The law seeks to force all Web sites that contain material that could be considered “harmful to minors” to verify that visitors to their sites are over 18 by requesting credit-card information or through other means. The legislation would delineate which content would be restricted based on “contemporary community standards.”

Those who violated the crime could be fined up to $50,000 and/or imprisoned up to six months.

The July 22 ruling marks the third time the appeals court has ruled against COPA.

Congress passed COPA in October 1998, and President Clinton signed it into law shortly thereafter.

But a group of plaintiffs, including PGN, filed suit, challenging the constitutionality of the law. Several of the plaintiffs argued that restricting access to information on their Web sites could prevent Internet users — both youth and adults — from obtaining vital sexual-health information and advice and resources on LGBT issues, as some individuals could argue that these sites pose a threat to minors.

The District Court for the Eastern District of Pennsylvania issued an injunction in 1998 banning the federal government from enforcing the legislation. The Department of Justice appealed this decision, but the Third Circuit Court of Appeals rejected that appeal the following year, ruling that the legislation’s stipulations were too vague.

The case went before the Supreme Court in 2002, which found that COPA was potentially unconstitutional if there were other technological means of protecting children from viewing objectionable material.

The Third Circuit again considered the case in 2003 and ruled that COPA was unconstitutional and violated citizens’ right to free speech.

DOJ attorneys again brought the case before the Supreme Court in 2004, which remanded the case to District Court for a trial. In March 2007, U.S. District Court Judge Lowell Reed found that COPA violated the First and Fifth Amendments.

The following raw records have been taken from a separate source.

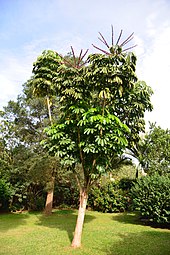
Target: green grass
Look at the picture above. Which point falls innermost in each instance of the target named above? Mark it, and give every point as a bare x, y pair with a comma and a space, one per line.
110, 234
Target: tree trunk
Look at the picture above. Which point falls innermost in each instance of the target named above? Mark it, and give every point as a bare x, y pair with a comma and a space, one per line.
49, 199
80, 219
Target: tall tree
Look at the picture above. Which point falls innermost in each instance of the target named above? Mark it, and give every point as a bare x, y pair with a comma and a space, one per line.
102, 106
44, 70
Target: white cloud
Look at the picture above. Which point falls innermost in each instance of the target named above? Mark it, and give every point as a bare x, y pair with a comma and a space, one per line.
154, 68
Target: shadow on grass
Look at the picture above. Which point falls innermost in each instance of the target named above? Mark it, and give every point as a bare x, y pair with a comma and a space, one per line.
141, 243
134, 218
64, 220
12, 220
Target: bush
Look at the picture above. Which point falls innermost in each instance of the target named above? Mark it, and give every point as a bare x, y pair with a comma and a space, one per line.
151, 197
111, 197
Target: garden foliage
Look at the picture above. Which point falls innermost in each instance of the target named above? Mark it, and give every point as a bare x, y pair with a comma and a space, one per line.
151, 197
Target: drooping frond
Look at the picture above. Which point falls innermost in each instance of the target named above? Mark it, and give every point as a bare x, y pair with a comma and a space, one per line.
118, 46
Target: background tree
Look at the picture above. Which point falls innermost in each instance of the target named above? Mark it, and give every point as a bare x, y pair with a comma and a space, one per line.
154, 151
44, 70
98, 117
24, 163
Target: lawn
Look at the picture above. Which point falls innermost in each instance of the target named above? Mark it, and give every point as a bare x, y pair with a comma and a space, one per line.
110, 234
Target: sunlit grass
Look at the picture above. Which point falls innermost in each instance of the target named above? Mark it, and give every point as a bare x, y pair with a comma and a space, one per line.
110, 234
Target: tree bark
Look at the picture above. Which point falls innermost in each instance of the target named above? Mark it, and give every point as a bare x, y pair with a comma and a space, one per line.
80, 219
49, 199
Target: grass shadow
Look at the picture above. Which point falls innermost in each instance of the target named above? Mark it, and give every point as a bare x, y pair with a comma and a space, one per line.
60, 219
12, 220
134, 218
141, 243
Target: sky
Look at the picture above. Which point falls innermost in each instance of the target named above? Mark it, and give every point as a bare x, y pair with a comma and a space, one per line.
28, 27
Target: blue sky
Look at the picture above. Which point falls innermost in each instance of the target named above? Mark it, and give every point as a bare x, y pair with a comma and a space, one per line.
27, 27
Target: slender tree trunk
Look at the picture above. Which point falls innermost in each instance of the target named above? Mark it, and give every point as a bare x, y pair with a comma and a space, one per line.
80, 219
49, 199
50, 194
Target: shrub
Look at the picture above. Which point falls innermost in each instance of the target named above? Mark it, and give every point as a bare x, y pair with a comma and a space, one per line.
151, 197
110, 197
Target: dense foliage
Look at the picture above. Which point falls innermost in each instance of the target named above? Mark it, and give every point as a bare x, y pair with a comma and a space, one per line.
151, 197
112, 196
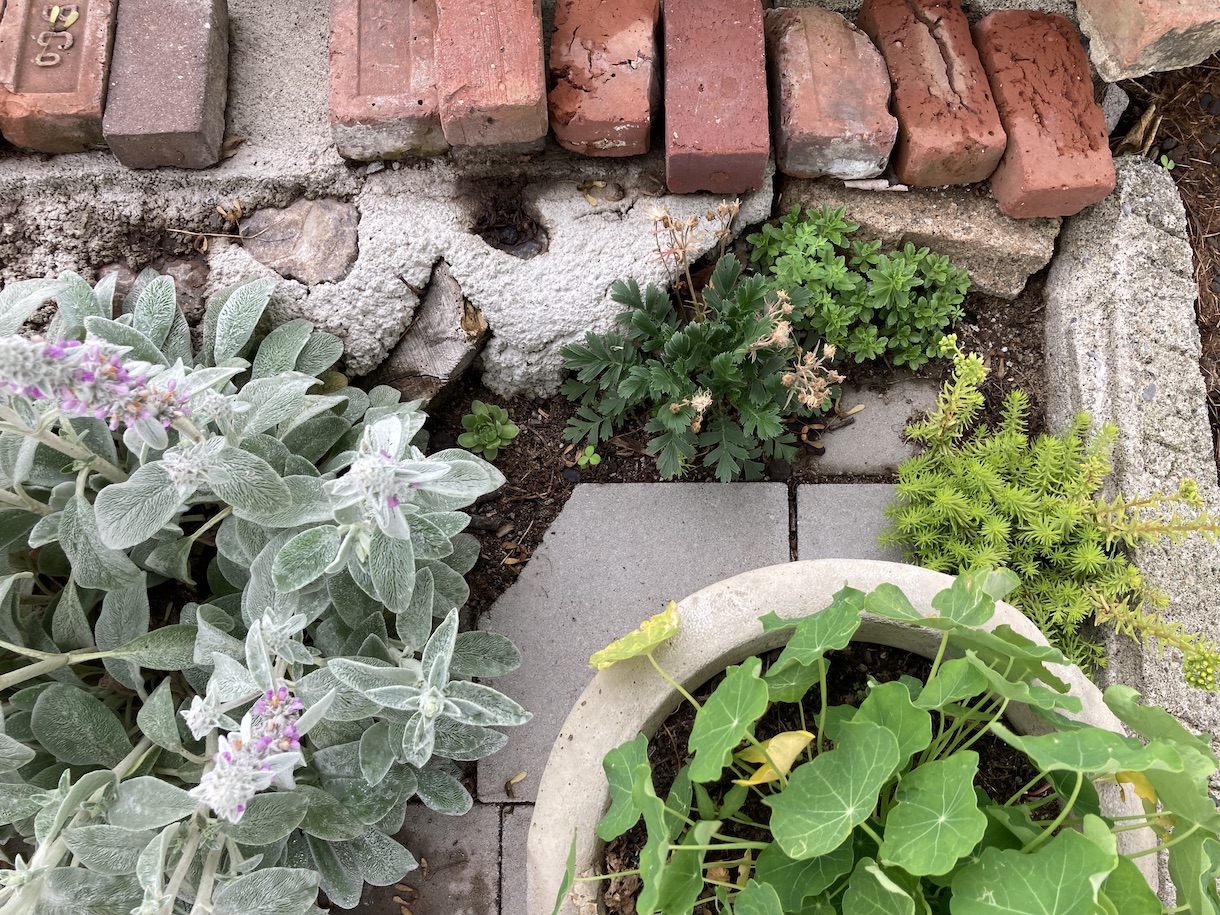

The DOJ again appealed this decision, which led to this week’s ruling.

The most recent case was heard before Judges Thomas Ambro, Michael Chagares and Morton Greenberg.

In writing the court’s opinion, Greenberg said that COPA could not withstand tests of vagueness or overbreadth and failed to meet an analysis of strict scrutiny, which dictates that a law “must serve a compelling governmental interest, be narrowly tailored to achieve that interest and be the least restrictive means of advancing that interest.”

Although Greenberg acknowledged that COPA does seek to serve the governmental interest of protecting minors from sexually explicit material on the Internet, he noted that there are other, less restrictive means of achieving this goal.

Aden Fine, senior staff attorney with the American Civil Liberties Union’s First Amendment Working Group, which has represented the plaintiffs since the beginning of the litigation, said Internet protection should come at a less-expensive price than the public’s right to view important information and the providers’ right to distribute that material.

“There are more effective, less intrusive tools available to limit what minors can access on the Internet,” Fine said. “Our clients provide valuable and necessary health and news information. Preventing adults from accessing this information under the guise of protecting children is not permissible.”

The DOJ can now either petition the Third Circuit Court of Appeals to have the case heard before the entire court or can file a petition for a writ of certiorari for the Supreme Court to again hear the ruling.